© Saul Bellow, 2000 Школа перевода В. Баканова, 2015
© Издание на русском языке AST Publishers, 2016
* * *
Хочу поблагодарить моего редактора Бину Камлани за ее талант и дар ясновидения. С.Б.
Странное дело, все благодетели мира – большие забавники. По крайней мере, в Америке это обычно так. Человек, который хочет управлять страной, должен перво-наперво уметь ее развлекать. В Гражданскую войну люди нередко жаловались на неуместные шуточки Линкольна. Он, вероятно, чувствовал, что чрезмерная серьезность куда опасней любого дуракаваляния. Однако критиканы считали его поведение фривольным, а военный министр и вовсе называл президента обезьяной.
Среди разоблачителей, ниспровергателей и насмешников, формировавших вкусы и умы моего поколения, самым выдающимся можно назвать Генри Луиса Менкена. Помню, как мои однокашники, подписчики журнала «Американ меркьюри», ночами читали его репортажи о ходе Обезьяньего процесса.
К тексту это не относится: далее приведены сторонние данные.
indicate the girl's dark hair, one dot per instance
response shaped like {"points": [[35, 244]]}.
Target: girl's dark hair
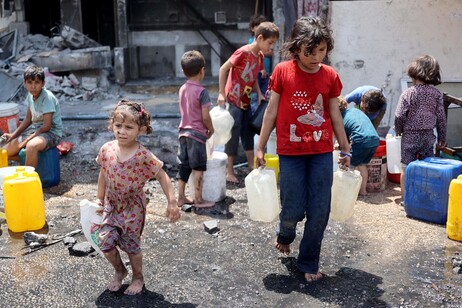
{"points": [[137, 110], [267, 30], [255, 20], [373, 100], [426, 69], [34, 72], [308, 32], [192, 62]]}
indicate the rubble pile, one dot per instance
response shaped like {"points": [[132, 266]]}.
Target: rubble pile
{"points": [[76, 67]]}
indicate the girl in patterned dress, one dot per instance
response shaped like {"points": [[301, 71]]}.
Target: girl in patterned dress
{"points": [[126, 166], [420, 110]]}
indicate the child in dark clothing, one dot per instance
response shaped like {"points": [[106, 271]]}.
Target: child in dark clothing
{"points": [[195, 128], [363, 138], [420, 110]]}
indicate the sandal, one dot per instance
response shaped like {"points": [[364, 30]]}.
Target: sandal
{"points": [[313, 277]]}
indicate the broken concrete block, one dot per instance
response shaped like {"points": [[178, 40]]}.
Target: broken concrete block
{"points": [[30, 237], [89, 83], [211, 226], [81, 249], [75, 60], [186, 208], [74, 80], [76, 39]]}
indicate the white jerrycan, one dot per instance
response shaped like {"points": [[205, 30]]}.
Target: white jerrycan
{"points": [[222, 122], [393, 154], [90, 221], [345, 189], [262, 195]]}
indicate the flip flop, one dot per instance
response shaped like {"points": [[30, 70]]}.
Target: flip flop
{"points": [[314, 278]]}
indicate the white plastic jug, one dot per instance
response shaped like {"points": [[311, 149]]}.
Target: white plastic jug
{"points": [[271, 146], [345, 189], [262, 195], [90, 221], [394, 154], [222, 122], [214, 185]]}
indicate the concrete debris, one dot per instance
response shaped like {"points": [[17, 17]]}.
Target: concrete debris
{"points": [[31, 237], [81, 249], [77, 40], [186, 208], [77, 67], [211, 226]]}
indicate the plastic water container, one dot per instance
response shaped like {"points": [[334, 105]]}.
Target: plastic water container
{"points": [[426, 188], [394, 166], [454, 222], [214, 185], [272, 162], [345, 189], [24, 203], [5, 172], [91, 221], [262, 195], [9, 117], [271, 146], [377, 169], [335, 156], [222, 122], [48, 166]]}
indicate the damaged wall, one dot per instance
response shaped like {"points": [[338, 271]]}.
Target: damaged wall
{"points": [[160, 32], [375, 48]]}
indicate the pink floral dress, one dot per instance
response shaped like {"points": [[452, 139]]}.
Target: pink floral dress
{"points": [[124, 201]]}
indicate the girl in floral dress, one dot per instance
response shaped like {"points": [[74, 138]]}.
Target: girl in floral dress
{"points": [[126, 166]]}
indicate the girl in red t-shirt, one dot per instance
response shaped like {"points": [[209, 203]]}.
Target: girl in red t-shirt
{"points": [[304, 109]]}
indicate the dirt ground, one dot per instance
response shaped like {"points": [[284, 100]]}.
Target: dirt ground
{"points": [[378, 258]]}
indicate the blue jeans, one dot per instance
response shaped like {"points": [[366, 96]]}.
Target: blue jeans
{"points": [[305, 183]]}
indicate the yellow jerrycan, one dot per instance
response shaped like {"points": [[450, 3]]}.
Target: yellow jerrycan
{"points": [[454, 222], [24, 203], [3, 158]]}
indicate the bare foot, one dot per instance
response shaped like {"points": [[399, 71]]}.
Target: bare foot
{"points": [[116, 283], [204, 203], [284, 248], [135, 287], [313, 277], [183, 201], [232, 178]]}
Менкен яростно нападал на Уильяма Дженнингса Брайана, весь «библейский пояс» и американских обывателей, которых выделял в отдельный вид – «бубус американус». Клэренс Дэрроу, адвокат Споукса, олицетворял собой науку и прогресс. Брайан, креационист и критик эволюционизма, в глазах Дэрроу и Менкена был эдаким нелепым пережитком прошлого, мертвой ветвью эволюции. Его болтовня о биметаллизме и свободной чеканке серебряных монет стала предметом всеобщих насмешек, равно как старомодная риторика, годившаяся разве что для Конгресса, и гастрономические вкусы (он закатывал огромные фермерские пиры, которые, по словам Менкена, рано или поздно должны были свести его в могилу). Взгляды Брайана на сотворение мира подвергались постоянным нападкам в ходе судебного процесса; он прошел путь птеродактиля – неуклюжая версия идеи, которая потом имела успех – летающие ящеры превратились в теплокровных птиц, что сегодня порхают с ветки на ветку и поют.
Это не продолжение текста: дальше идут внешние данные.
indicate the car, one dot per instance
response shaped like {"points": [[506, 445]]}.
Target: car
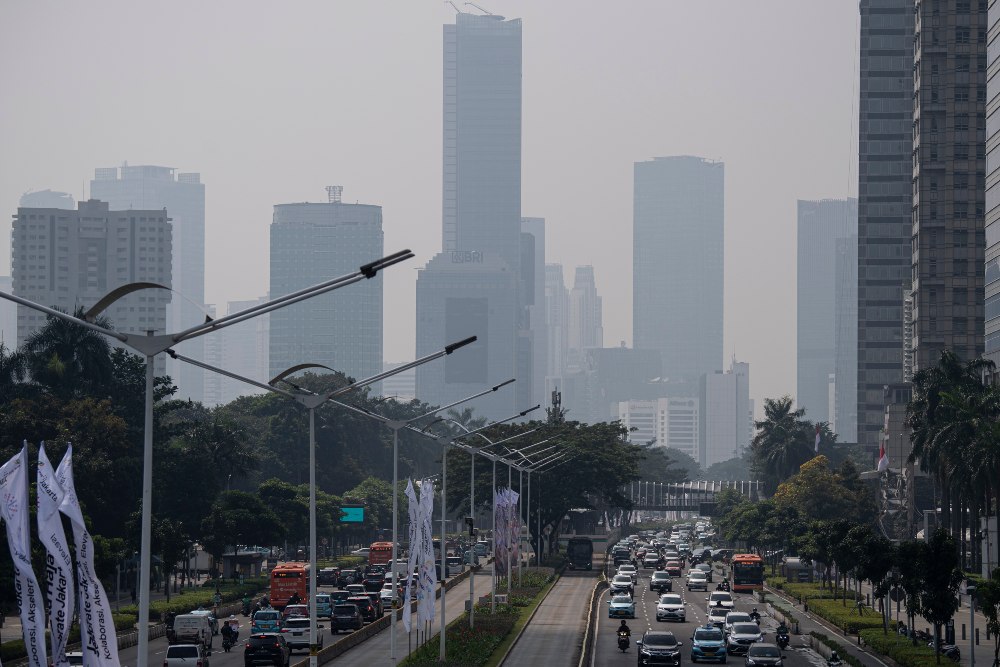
{"points": [[267, 647], [707, 643], [297, 633], [178, 655], [697, 579], [661, 581], [658, 648], [621, 606], [346, 617], [741, 636], [764, 655], [736, 617], [622, 583], [717, 617], [721, 599], [671, 608]]}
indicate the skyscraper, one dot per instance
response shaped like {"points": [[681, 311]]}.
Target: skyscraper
{"points": [[677, 272], [462, 289], [312, 243], [885, 115], [992, 273], [183, 195], [949, 173], [821, 298], [71, 259]]}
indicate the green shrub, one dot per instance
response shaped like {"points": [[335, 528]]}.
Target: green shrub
{"points": [[899, 648]]}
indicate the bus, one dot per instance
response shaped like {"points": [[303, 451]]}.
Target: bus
{"points": [[748, 573], [380, 553], [580, 553], [286, 579]]}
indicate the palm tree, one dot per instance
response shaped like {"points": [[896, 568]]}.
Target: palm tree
{"points": [[68, 359], [782, 443]]}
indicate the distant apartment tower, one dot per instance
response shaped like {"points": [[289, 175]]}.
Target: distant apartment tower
{"points": [[586, 324], [312, 243], [71, 259], [949, 168], [992, 272], [885, 126], [677, 283], [183, 195], [726, 418], [824, 295]]}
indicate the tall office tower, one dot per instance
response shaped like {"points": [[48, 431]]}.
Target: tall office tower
{"points": [[949, 173], [8, 315], [586, 324], [312, 243], [820, 297], [992, 308], [677, 271], [726, 417], [557, 324], [70, 259], [481, 220], [533, 281], [183, 195], [885, 115]]}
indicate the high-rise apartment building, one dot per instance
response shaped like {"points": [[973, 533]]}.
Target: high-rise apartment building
{"points": [[677, 283], [482, 242], [71, 259], [312, 243], [949, 174], [885, 114], [183, 195], [822, 300], [586, 323], [992, 272]]}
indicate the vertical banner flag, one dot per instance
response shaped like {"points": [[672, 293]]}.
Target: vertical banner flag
{"points": [[14, 510], [413, 507], [97, 628], [428, 574], [58, 561]]}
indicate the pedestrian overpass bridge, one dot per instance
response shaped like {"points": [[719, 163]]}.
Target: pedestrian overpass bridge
{"points": [[697, 496]]}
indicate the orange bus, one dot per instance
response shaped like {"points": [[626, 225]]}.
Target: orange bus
{"points": [[748, 573], [380, 553], [286, 579]]}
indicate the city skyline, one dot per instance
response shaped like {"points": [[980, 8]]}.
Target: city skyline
{"points": [[392, 155]]}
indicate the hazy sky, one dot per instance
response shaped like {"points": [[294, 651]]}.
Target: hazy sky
{"points": [[273, 101]]}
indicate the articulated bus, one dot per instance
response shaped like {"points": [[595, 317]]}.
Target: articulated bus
{"points": [[748, 573], [286, 579]]}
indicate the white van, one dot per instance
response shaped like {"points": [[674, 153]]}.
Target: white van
{"points": [[192, 629]]}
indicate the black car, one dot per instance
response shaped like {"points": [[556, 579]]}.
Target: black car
{"points": [[661, 581], [346, 617], [267, 647], [659, 648]]}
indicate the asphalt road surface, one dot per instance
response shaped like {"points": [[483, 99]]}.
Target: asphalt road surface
{"points": [[607, 652]]}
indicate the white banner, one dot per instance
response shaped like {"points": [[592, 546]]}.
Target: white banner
{"points": [[14, 510], [58, 561], [413, 507], [97, 627], [428, 575]]}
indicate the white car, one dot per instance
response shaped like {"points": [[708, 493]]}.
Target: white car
{"points": [[720, 599], [670, 608]]}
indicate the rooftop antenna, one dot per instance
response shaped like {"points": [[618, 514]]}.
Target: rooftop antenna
{"points": [[480, 8]]}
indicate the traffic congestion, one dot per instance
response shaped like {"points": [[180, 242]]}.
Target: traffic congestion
{"points": [[672, 598]]}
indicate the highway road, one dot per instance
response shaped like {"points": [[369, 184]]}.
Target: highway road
{"points": [[607, 652], [555, 633]]}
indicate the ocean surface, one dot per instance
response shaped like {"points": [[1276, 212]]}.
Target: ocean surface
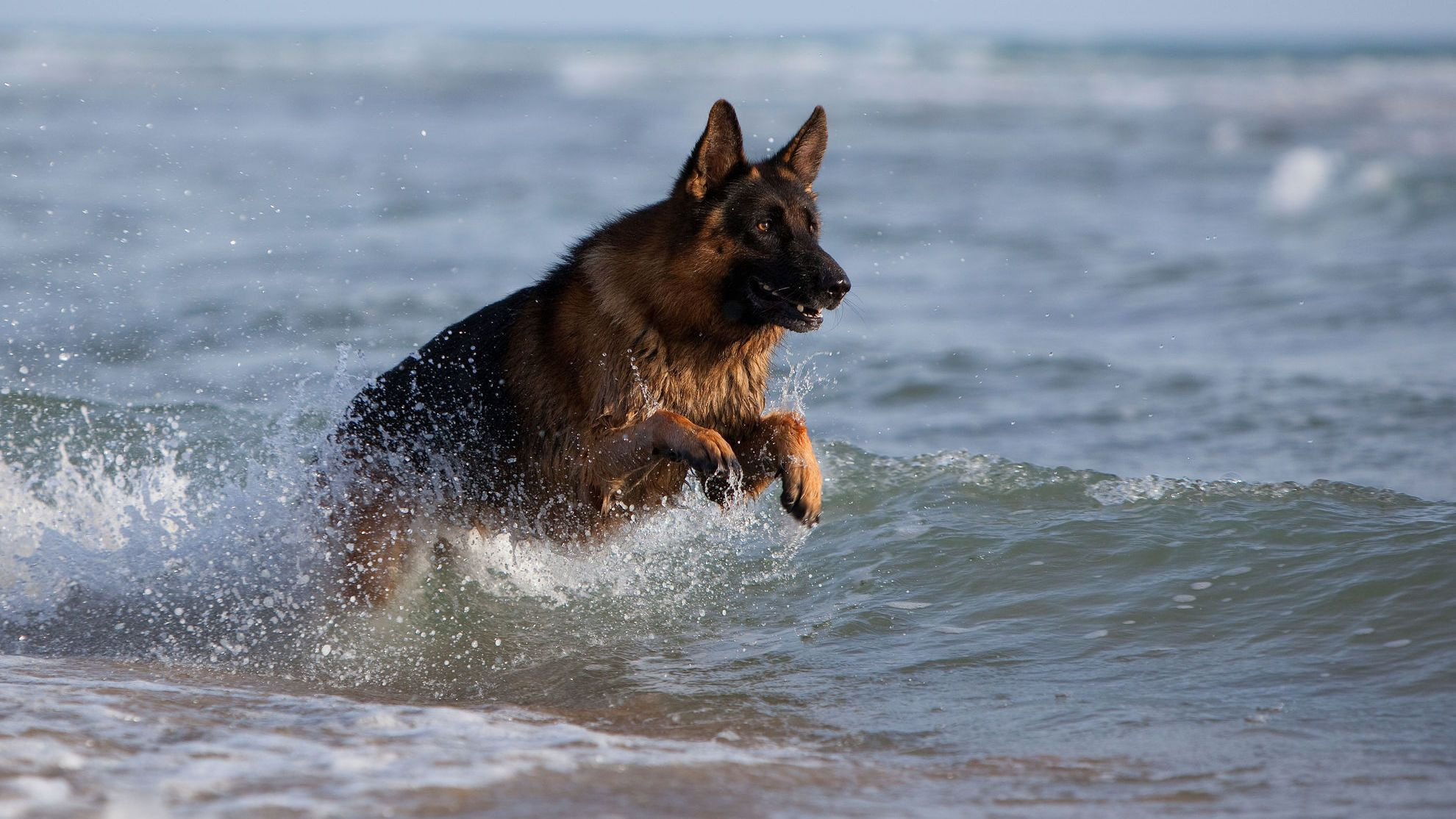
{"points": [[1138, 431]]}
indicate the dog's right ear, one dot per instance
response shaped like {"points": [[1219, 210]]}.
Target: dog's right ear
{"points": [[718, 151]]}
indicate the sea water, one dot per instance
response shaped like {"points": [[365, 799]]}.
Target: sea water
{"points": [[1138, 434]]}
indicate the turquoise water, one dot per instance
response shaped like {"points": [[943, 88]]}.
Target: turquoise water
{"points": [[1136, 434]]}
Я заполнил целый блокнот цитатами из Менкена и прочих забавников и острословов вроде У. К. Филдса, Чарли Чаплина, Мэй Уэст, Хьюи Лонга и сенатора Дирксена. Там была даже страница, посвященная юмору Макиавелли. Но я не стану терзать вас своими рассуждениями о роли юмора и самоиронии в демократическом обществе. Не волнуйтесь. Я очень рад, что мой старый блокнот пропал, и больше не желаю его видеть. В этой книге он всплывает лишь раз в виде короткого упоминания – своего рода распространенной сноски.
Я всегда питал слабость к сноскам. Остроумные и колкие примечания, на мой взгляд, вытянули немало плохоньких текстов. И я отдаю себе отчет, что сейчас использую именно распространенную сноску для перехода к серьезной теме – и быстрого перемещения в Париж, в пентхаус «Отеля де Крийон». Начало июня. Время завтрака. Нас с женой принимает у себя мой хороший друг, профессор Равельштейн – Эйб Равельштейн. Мы поселились этажом ниже. Жена еще спит. Весь пятый этаж занимает Майкл Джексон и его свита (этот факт не имеет особого отношения к делу, но почему-то я не могу его не упомянуть). Каждый вечер поп-король выступает в огромных концертных залах Парижа. Очень скоро его французские фанаты соберутся под окнами отеля и, задрав головы, начнут хором орать: «Ми-кель Джек-соун!» Сдерживают толпу полицейские. Если смотреть на мраморную лестницу сверху, видно телохранителей Майкла. Один из них разгадывает кроссворд в «Пари геральд».
– Как нам повезло с этим поп-цирком, а? – сказал Равельштейн.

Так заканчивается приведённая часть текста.